On Reducing the Execution Latency of Superconducting Quantum Processors via Quantum Job Scheduling
Wenjie Wu, Yiquan Wang, Ge Yan, Yuming Zhao, Bo Zhang, Junchi Yan
TL;DR
This work addresses long queue delays in public superconducting quantum processors by formulating the Quantum Job Scheduling Problem (QJSP) and introducing a noise-aware scheduler (NAQJS). The method combines queue rearranging, qubit partitioning, and qubit mapping, using a priority score $S_p^{(i)}$ and an EPST$^*$-based fidelity assessment to balance latency and fidelity. Empirical results on both a Guadalupe noise model and the Xiaohong quantum processor show that NAQJS markedly reduces QPU time and turnaround time while maintaining fairness, with only modest fidelity trade-offs. The approach demonstrates strong potential to enable quantum multi-programming and lower-access barriers in the NISQ era, with scalability to larger qubit counts and applicability to non-superconducting platforms in future work.
Abstract
Quantum computing has gained considerable attention, especially after the arrival of the Noisy Intermediate-Scale Quantum (NISQ) era. Quantum processors and cloud services have been made world-wide increasingly available. Unfortunately, jobs on existing quantum processors are often executed in series, and the workload could be heavy to the processor. Typically, one has to wait for hours or even longer to obtain the result of a single quantum job on public quantum cloud due to long queue time. In fact, as the scale grows, the qubit utilization rate of the serial execution mode will further diminish, causing the waste of quantum resources.
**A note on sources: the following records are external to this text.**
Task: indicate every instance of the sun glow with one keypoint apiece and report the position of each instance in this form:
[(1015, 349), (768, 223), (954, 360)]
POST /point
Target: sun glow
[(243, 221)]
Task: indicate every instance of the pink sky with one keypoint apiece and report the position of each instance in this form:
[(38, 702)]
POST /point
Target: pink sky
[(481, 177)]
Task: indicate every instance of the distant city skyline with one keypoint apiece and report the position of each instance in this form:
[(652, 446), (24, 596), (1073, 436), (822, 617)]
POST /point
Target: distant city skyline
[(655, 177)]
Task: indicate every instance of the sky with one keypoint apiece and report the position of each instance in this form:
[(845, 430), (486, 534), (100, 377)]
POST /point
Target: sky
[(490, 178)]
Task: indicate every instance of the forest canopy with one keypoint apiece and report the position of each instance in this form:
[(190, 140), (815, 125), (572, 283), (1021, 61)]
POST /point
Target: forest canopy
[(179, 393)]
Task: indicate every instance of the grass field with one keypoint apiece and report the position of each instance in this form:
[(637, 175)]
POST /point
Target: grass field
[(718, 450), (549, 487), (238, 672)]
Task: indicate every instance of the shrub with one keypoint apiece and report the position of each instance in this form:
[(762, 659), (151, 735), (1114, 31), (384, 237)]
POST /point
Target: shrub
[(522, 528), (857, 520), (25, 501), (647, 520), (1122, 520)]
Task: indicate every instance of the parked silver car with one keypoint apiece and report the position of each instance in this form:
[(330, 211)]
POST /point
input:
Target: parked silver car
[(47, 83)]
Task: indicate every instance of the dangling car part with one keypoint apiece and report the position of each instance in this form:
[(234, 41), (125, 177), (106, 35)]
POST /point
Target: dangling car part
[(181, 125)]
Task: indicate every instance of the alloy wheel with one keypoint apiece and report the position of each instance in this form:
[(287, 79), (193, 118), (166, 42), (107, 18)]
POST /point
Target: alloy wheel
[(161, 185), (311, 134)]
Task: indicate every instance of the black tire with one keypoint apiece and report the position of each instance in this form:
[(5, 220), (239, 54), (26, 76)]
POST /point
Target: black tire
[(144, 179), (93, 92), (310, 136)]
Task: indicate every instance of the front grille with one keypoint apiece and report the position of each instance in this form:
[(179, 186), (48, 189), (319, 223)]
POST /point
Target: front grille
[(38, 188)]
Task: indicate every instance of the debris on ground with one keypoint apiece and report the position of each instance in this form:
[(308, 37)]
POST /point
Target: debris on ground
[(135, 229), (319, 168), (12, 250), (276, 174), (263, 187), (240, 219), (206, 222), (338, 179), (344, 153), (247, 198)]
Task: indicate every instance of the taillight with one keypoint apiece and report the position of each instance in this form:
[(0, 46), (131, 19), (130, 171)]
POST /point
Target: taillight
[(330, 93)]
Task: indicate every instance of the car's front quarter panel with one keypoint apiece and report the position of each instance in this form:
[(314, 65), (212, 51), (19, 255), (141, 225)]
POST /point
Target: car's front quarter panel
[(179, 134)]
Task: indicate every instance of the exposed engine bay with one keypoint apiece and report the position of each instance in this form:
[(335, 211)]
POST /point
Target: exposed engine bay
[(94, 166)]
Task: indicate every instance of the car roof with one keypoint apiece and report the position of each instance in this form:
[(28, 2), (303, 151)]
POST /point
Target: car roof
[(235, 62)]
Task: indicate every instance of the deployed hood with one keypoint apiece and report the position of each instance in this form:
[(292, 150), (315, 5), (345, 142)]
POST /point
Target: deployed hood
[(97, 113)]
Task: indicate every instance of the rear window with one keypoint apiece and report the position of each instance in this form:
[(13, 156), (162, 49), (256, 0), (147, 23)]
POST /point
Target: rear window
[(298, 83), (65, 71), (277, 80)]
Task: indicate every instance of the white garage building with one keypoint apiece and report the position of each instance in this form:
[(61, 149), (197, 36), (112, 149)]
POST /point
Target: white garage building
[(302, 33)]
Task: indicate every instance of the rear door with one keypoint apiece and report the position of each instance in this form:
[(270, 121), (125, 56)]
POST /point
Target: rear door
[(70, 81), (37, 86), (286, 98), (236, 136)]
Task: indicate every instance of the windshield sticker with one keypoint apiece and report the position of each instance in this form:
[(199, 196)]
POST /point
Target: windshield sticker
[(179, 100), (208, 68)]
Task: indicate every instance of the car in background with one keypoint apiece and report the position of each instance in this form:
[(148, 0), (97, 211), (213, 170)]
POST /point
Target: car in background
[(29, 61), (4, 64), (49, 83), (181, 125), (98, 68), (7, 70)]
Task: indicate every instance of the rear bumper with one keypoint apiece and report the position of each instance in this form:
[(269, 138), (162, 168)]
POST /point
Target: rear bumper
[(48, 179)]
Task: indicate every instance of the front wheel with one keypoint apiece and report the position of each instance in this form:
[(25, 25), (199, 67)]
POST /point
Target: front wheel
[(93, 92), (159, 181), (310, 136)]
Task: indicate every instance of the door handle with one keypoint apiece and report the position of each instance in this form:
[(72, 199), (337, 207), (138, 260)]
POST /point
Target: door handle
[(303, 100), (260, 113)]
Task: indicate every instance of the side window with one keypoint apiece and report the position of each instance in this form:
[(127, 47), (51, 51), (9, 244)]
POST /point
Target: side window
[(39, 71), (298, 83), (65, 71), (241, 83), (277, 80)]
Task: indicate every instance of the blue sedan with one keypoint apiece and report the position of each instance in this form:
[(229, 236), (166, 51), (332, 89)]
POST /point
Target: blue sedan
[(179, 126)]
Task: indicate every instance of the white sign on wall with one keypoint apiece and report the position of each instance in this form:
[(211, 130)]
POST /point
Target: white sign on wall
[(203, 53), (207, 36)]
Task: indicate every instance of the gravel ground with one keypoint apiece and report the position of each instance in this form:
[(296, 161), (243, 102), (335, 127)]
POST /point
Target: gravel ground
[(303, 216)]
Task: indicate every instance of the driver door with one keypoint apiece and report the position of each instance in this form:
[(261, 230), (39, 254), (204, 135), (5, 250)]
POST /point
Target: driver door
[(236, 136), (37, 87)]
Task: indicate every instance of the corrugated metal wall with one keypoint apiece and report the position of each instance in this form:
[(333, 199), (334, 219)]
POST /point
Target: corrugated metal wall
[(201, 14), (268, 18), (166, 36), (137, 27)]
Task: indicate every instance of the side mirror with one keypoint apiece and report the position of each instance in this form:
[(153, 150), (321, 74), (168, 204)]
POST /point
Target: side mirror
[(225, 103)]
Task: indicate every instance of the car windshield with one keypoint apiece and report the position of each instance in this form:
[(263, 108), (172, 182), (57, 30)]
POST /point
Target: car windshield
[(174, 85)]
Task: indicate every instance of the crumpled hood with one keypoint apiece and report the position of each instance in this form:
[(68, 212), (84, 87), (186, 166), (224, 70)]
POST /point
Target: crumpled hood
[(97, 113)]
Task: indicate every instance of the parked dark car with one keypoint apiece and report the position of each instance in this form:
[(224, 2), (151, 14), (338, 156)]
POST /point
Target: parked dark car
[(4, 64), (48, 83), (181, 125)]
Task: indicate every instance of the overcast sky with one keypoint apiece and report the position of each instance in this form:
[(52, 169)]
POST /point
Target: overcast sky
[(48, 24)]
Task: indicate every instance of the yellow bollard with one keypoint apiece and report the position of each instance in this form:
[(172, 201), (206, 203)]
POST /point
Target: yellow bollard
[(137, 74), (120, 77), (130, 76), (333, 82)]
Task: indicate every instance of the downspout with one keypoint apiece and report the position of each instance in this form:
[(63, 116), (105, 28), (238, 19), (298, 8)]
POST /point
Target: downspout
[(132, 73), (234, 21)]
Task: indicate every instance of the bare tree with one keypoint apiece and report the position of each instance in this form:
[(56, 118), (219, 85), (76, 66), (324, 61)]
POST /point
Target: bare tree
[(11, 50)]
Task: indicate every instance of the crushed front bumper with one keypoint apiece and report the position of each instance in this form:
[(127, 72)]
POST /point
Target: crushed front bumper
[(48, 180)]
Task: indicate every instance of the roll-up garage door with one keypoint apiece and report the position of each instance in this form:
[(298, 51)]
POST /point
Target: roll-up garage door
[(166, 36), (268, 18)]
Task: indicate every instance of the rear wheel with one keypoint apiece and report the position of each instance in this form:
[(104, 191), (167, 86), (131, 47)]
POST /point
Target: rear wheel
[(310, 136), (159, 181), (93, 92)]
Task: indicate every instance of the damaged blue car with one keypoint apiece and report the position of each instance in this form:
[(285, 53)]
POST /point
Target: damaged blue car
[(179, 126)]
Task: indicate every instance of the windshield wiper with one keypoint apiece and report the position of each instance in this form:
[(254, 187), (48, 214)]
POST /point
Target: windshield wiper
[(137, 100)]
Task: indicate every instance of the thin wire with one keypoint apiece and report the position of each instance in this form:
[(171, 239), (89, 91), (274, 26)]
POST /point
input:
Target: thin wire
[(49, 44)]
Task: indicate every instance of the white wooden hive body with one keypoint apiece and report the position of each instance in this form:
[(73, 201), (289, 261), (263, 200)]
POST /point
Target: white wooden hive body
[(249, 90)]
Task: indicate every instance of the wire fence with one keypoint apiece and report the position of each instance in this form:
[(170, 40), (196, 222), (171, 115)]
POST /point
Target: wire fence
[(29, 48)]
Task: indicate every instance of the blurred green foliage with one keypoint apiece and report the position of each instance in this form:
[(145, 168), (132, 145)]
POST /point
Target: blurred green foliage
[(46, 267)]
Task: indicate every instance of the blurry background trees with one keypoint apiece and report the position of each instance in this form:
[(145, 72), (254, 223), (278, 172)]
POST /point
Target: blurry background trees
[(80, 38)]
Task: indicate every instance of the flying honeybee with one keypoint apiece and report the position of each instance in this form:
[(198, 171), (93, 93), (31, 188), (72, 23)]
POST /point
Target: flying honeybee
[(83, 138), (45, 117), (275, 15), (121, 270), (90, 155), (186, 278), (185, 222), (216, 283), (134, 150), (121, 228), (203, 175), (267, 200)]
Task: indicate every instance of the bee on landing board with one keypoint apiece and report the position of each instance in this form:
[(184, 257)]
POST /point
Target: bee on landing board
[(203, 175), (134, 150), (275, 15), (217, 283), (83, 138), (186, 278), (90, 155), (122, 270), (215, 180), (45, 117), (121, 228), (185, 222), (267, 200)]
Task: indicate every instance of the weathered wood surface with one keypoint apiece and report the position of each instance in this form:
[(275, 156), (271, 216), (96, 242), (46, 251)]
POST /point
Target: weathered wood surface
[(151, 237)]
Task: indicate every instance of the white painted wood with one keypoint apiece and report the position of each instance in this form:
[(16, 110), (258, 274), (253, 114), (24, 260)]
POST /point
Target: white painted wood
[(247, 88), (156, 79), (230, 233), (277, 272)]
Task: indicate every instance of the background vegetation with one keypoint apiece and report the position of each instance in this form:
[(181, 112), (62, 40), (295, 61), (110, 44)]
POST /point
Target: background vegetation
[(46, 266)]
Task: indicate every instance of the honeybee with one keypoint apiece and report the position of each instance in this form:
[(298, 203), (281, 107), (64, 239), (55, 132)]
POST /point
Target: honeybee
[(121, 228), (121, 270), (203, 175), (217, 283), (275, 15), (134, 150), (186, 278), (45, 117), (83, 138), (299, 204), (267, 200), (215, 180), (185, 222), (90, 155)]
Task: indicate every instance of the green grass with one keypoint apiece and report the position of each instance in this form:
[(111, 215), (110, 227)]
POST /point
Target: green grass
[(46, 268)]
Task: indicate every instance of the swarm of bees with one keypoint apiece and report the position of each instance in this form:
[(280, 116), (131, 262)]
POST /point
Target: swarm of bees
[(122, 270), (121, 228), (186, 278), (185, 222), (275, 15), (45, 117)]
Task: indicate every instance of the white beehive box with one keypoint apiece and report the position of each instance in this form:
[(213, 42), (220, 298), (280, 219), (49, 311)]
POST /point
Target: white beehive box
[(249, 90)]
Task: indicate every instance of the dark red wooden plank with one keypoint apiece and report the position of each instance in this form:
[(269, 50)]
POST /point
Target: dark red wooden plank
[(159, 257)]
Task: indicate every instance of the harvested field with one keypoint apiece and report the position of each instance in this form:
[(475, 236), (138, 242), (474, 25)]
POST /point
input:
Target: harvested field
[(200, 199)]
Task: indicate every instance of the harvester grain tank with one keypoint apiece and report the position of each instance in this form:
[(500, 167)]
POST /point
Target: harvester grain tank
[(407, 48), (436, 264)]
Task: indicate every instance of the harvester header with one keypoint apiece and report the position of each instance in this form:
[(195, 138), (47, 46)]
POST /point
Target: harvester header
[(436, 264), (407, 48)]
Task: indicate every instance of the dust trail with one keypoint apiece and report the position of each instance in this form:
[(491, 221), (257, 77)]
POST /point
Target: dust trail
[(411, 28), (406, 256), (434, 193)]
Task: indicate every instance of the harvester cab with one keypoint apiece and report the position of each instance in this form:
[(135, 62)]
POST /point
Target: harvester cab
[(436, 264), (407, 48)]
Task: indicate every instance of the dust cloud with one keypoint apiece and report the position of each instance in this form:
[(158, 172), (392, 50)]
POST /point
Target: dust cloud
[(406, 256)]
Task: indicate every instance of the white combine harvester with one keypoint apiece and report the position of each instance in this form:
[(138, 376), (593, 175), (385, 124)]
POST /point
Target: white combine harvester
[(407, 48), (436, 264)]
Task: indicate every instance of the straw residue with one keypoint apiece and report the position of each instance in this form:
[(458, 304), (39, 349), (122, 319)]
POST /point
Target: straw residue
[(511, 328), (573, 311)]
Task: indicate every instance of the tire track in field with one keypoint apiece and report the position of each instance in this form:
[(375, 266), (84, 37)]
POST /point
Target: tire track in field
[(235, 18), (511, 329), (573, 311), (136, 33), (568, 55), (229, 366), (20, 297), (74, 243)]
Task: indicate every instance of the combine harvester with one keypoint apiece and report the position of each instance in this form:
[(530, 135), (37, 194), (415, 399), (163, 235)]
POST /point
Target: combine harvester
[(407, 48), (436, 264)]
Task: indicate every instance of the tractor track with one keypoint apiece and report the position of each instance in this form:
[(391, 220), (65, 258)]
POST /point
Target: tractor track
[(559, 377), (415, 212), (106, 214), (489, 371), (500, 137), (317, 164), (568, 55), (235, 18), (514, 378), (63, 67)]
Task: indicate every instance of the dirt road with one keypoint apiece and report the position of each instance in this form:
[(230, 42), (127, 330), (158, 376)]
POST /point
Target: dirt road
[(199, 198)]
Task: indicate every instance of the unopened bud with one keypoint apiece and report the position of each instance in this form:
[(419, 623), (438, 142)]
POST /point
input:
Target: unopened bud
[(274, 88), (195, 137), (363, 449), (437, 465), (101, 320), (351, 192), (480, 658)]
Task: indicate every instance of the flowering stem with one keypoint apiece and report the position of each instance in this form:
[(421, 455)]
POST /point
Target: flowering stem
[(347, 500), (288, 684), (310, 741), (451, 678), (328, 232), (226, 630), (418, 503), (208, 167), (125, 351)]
In this paper, to our best knowledge for the first time, the Quantum Job Scheduling Problem (QJSP) is formulated and introduced, and we accordingly aim to improve the utility efficiency of quantum resources. Specifically, a noise-aware quantum job scheduler (NAQJS) concerning the circuit width, number of measurement shots, and submission time of quantum jobs is proposed to reduce the execution latency. We conduct extensive experiments on a simulated Qiskit noise model, as well as on the Xiaohong (from QuantumCTek) superconducting quantum processor. Numerical results show the effectiveness in both the QPU time and turnaround time.